Lokalsport: Fichte muss "Kocic-Brüder" ausschalten

Lokalsport : Fichte muss "Kocic-Brüder" ausschalten

Im Kampf um den Landesliga-Aufstieg geht es nun gegen die DJK Vierlinden.

Zwei Spiele trennen den TuS Fichte Lintfort noch von der Fußball-Landesliga. Morgen um 15.15 Uhr empfängt der Bezirksligist die DJK Vierlinden zum zweiten Relegationsspiel. Es wird aber auch die zweite hohe Hürde für die Lintforter, die an die starke Leistung aus dem mit 3:0 gewonnenen ersten Spiel gegen den 1. FC Wülfrath anknüpfen wollen.

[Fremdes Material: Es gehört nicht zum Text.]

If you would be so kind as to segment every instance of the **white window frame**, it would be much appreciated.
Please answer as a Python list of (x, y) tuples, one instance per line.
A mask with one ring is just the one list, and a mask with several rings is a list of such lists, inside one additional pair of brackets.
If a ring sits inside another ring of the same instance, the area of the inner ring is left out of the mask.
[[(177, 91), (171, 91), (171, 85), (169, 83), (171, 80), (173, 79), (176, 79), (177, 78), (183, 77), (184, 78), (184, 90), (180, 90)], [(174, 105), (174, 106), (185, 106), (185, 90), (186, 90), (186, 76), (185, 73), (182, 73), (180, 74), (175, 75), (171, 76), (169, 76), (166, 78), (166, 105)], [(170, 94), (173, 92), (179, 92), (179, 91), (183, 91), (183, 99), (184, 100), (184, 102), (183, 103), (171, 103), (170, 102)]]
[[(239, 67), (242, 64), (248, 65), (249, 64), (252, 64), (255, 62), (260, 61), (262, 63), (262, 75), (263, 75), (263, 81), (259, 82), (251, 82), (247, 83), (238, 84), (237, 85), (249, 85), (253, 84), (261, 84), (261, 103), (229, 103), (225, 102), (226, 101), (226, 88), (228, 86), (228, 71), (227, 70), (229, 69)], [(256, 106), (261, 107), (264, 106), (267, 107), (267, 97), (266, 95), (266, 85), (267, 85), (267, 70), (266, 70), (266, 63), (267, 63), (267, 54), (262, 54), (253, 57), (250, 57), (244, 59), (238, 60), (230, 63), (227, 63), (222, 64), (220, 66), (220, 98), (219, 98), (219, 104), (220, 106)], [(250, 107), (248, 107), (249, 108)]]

Erneut gibt der Relegationsmodus eine klare Situation vor. Für den Verlierer des morgigen Spiels ist die Saison nach dem Abpfiff beendet. Neben dem Spiel bei Fichte treffen in der zweiten Partie der VfL Benrath und DJK/VfB Frohnhausen am Sonntag aufeinander. Die beiden Gewinner von morgen kämpfen am kommenden Mittwoch dann im Endspiel um den letzten verbleibenden Platz in der Landesliga. Zum Auftakt legte Fichte einen überzeugenden Auftritt gegen den 1. FC Wülfrath hin und gewann vor rund 500 Zuschauern glatt mit 3:0. "Wir sind zufrieden und haben das Spiel und die Atmosphäre genossen", blickt Trainer Sven Schützek noch einmal ganz kurz zurück ehe er den Fokus auf die zweite Runde richtet: "Jetzt müssen wir weiter arbeiten. Wir brauchen nochmal die gleiche Leistung, noch ein qualitativ so gutes Spiel. Da dürfen wir keinen Millimeter von abweichen."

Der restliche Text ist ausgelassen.